Welcome to the second issue of Scientia Scholae. Our mission is simple: to provide quality, thought-provoking articles related to the teaching of Medieval Studies in elementary and secondary schools.
Donna Dermond and Paul Hogan share their experiences with a pedagogical project for English classes, one which involves creating a Chaucerian pilgrimage within a school. I am certain that readers will be delighted with their insights and suggestions, for making medieval literature come alive goes a long way in helping students to make connections between medieval life and modern life. For example, a student may choose to situate his/her tale in a “sacred” place within the school – the auditorium, for example. What would prompt this student to choose such a location? The authors argue that if the student has noticed the attention which Chaucer gives to his characters, then he/she will choose a story and site with equal concern.

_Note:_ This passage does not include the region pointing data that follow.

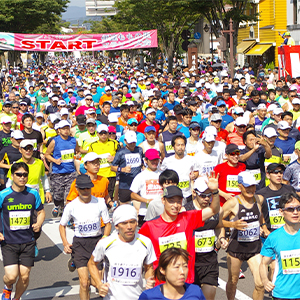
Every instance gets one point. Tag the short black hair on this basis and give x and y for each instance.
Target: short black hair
(167, 176)
(16, 166)
(287, 198)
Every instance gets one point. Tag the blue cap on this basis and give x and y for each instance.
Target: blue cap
(132, 120)
(150, 128)
(221, 102)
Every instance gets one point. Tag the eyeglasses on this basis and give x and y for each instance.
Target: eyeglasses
(235, 153)
(277, 172)
(25, 174)
(28, 148)
(202, 195)
(292, 209)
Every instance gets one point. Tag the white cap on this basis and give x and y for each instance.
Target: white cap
(211, 130)
(102, 127)
(39, 115)
(5, 120)
(246, 179)
(200, 184)
(278, 111)
(283, 125)
(296, 101)
(150, 110)
(240, 121)
(113, 118)
(17, 134)
(63, 123)
(64, 111)
(124, 213)
(25, 143)
(130, 137)
(262, 106)
(270, 132)
(90, 157)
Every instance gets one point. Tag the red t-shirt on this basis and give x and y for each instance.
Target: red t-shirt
(228, 178)
(165, 235)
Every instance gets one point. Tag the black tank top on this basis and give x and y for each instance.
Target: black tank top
(247, 241)
(205, 239)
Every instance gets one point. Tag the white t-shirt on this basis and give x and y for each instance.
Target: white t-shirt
(123, 263)
(146, 183)
(86, 216)
(207, 162)
(183, 167)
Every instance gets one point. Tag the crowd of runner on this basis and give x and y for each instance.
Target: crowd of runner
(155, 172)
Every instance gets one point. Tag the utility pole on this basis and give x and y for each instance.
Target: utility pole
(230, 32)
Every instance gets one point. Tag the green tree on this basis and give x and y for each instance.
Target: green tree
(31, 16)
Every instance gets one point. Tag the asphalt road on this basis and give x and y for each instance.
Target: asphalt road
(51, 279)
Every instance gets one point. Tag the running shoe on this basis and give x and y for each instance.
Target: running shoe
(242, 275)
(55, 211)
(71, 265)
(6, 294)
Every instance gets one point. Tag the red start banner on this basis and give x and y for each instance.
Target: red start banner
(78, 42)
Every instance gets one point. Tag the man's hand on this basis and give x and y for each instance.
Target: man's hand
(48, 197)
(103, 289)
(240, 225)
(150, 283)
(68, 248)
(36, 227)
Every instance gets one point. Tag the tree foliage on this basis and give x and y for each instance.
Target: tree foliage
(31, 16)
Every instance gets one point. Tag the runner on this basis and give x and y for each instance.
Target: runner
(244, 211)
(17, 204)
(86, 210)
(125, 254)
(284, 243)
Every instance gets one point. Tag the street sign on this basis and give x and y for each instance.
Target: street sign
(197, 35)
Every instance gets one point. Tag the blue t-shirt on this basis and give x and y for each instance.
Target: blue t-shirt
(192, 292)
(17, 210)
(139, 136)
(286, 248)
(226, 119)
(170, 106)
(185, 130)
(287, 146)
(125, 157)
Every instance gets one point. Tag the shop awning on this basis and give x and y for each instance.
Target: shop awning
(259, 49)
(244, 46)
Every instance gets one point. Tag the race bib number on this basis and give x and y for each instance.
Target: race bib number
(125, 273)
(290, 261)
(153, 187)
(19, 220)
(133, 160)
(204, 241)
(257, 175)
(232, 184)
(276, 220)
(90, 228)
(169, 147)
(103, 160)
(177, 240)
(184, 184)
(67, 155)
(251, 233)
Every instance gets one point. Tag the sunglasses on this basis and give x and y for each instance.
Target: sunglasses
(277, 172)
(202, 195)
(292, 209)
(28, 148)
(235, 153)
(25, 174)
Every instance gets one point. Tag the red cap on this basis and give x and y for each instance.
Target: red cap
(112, 129)
(152, 154)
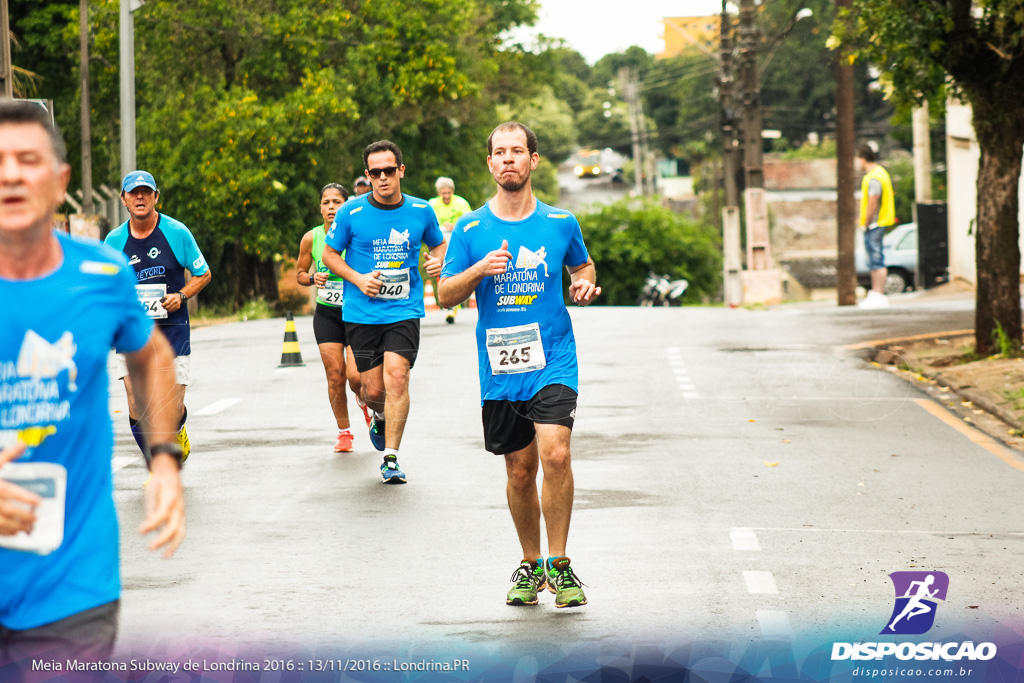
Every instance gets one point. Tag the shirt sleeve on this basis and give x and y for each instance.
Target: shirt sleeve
(194, 259)
(432, 235)
(341, 232)
(577, 253)
(457, 256)
(134, 328)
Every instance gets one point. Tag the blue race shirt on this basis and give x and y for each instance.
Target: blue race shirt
(163, 258)
(528, 293)
(56, 333)
(379, 237)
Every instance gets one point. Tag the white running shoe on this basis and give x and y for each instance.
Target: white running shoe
(873, 301)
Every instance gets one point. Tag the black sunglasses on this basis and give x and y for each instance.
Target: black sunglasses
(376, 172)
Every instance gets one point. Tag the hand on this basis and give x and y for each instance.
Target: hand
(165, 506)
(171, 302)
(432, 265)
(496, 262)
(17, 505)
(583, 292)
(369, 284)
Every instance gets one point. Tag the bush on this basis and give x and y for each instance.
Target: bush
(630, 238)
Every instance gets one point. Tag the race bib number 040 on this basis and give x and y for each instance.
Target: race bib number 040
(515, 349)
(150, 296)
(394, 285)
(332, 293)
(49, 482)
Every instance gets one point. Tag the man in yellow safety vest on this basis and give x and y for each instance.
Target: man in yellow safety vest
(877, 213)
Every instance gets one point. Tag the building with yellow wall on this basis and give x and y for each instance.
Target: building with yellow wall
(684, 35)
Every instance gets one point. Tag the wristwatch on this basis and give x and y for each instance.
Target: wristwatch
(173, 450)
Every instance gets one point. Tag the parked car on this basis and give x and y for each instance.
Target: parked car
(899, 249)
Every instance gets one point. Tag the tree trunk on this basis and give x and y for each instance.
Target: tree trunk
(997, 253)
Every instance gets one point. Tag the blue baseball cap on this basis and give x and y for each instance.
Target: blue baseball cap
(138, 179)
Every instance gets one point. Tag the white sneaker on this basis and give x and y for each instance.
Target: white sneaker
(873, 300)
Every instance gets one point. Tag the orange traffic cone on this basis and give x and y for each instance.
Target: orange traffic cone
(291, 356)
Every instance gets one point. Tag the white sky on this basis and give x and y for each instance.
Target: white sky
(595, 28)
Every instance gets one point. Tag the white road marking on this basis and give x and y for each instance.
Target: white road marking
(743, 538)
(218, 407)
(122, 462)
(774, 625)
(761, 583)
(885, 530)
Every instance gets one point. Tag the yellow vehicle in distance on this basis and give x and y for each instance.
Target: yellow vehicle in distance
(588, 164)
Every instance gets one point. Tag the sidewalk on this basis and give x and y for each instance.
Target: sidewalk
(985, 392)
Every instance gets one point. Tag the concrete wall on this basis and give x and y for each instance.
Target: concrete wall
(788, 175)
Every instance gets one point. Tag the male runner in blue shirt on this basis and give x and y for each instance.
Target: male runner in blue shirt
(380, 235)
(160, 249)
(510, 252)
(66, 302)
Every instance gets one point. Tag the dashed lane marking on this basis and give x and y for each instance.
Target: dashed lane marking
(743, 538)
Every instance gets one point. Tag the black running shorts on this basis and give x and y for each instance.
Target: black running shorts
(508, 425)
(328, 326)
(370, 341)
(87, 636)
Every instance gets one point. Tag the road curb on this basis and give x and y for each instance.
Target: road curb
(881, 351)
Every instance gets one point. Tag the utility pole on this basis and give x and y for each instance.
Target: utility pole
(127, 36)
(6, 68)
(846, 279)
(758, 243)
(922, 156)
(83, 10)
(731, 245)
(626, 75)
(648, 159)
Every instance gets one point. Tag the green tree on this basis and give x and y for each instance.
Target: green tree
(246, 108)
(976, 49)
(630, 238)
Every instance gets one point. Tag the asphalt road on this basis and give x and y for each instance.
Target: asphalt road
(739, 476)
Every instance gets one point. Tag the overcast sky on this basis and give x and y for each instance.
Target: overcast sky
(596, 28)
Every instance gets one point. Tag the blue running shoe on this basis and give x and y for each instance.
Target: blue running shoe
(390, 472)
(377, 432)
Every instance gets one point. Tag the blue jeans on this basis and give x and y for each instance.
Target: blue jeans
(872, 245)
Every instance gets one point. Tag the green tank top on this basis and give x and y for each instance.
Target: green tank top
(332, 294)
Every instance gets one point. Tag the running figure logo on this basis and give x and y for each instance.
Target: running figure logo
(397, 238)
(528, 259)
(916, 593)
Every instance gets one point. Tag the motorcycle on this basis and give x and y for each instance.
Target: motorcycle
(659, 291)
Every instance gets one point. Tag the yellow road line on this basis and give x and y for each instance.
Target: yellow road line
(976, 435)
(897, 340)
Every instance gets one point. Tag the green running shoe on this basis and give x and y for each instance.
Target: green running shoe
(564, 584)
(527, 578)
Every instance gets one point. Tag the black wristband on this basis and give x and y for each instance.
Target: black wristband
(173, 450)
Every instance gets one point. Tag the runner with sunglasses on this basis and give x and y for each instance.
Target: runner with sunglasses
(380, 235)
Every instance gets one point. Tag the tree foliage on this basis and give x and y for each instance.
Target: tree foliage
(246, 108)
(630, 238)
(977, 50)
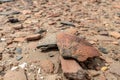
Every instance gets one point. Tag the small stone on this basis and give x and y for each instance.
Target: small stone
(19, 39)
(67, 23)
(47, 66)
(71, 31)
(40, 31)
(115, 34)
(5, 0)
(18, 58)
(115, 68)
(18, 26)
(105, 33)
(3, 39)
(103, 50)
(13, 20)
(26, 12)
(71, 46)
(1, 68)
(33, 37)
(72, 70)
(48, 42)
(23, 65)
(18, 50)
(104, 68)
(15, 75)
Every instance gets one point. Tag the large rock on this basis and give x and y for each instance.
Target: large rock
(71, 46)
(72, 70)
(15, 75)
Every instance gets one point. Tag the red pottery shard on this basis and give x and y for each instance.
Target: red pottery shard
(71, 46)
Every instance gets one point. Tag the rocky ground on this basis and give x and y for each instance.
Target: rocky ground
(59, 40)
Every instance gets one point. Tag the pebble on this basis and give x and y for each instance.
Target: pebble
(72, 69)
(71, 46)
(103, 50)
(33, 37)
(47, 66)
(115, 68)
(115, 34)
(18, 50)
(18, 26)
(67, 23)
(18, 58)
(19, 39)
(15, 75)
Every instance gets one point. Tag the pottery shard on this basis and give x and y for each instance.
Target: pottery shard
(72, 70)
(71, 46)
(33, 37)
(15, 75)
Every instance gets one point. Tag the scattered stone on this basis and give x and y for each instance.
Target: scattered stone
(67, 23)
(23, 65)
(19, 39)
(105, 33)
(26, 12)
(1, 1)
(13, 20)
(114, 68)
(48, 42)
(104, 68)
(18, 26)
(72, 70)
(103, 50)
(9, 13)
(18, 50)
(3, 39)
(18, 58)
(40, 31)
(115, 34)
(47, 66)
(33, 37)
(71, 46)
(71, 31)
(15, 75)
(0, 56)
(1, 68)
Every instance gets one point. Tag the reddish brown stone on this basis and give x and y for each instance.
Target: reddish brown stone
(19, 39)
(33, 37)
(71, 46)
(72, 70)
(47, 66)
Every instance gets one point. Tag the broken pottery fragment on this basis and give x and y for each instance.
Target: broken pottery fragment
(71, 46)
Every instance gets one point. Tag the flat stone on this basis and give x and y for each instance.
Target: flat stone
(115, 34)
(18, 50)
(15, 75)
(33, 37)
(47, 66)
(115, 68)
(19, 57)
(48, 42)
(19, 39)
(71, 46)
(18, 26)
(72, 70)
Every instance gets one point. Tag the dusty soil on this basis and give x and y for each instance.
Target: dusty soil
(26, 23)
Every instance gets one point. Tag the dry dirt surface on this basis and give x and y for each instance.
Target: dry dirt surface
(31, 47)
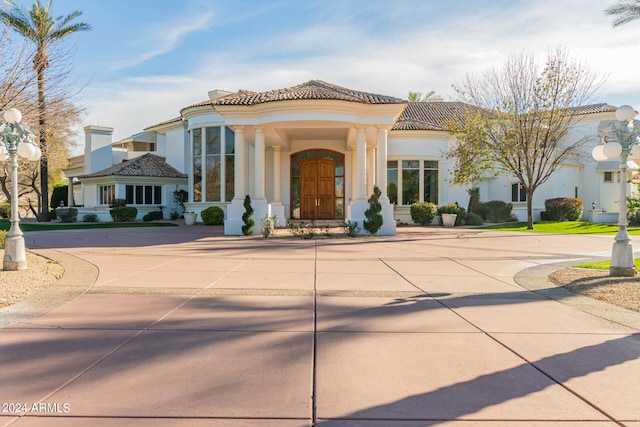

Anita Pilling encourages us to use hagiography as a means of introducing students to medieval culture. In particular, Anita focuses on hagiography at the beginning of her AP European History course, one which requires no formal study of the Middle Ages. After having been introduced to the ideas and concepts associated with saints, students are able to view modern society and its institutions in a different light.
And, as always, please take a moment to share your passion of Medieval Studies with your students. As time goes on, students will be required to take “updated” subjects (21st-century history, literature, music, and so forth). If the school year is not expanded, there will be even less time for the Middle Ages. It is up to us to ensure that future generations will continue to show interest in this period.
Semper cogita, amice!
Kevin J. Ruth
Tower Hill School
Original Citation: Scientia Scholae, Volume 1, Issue 2, February 2003
NOTE: Links have been corrected and/or deleted. The original “look and feel” of the journal has been preserved as much as possible, but the original logos have also been removed. No editing to the actual texts has been done since their original publication.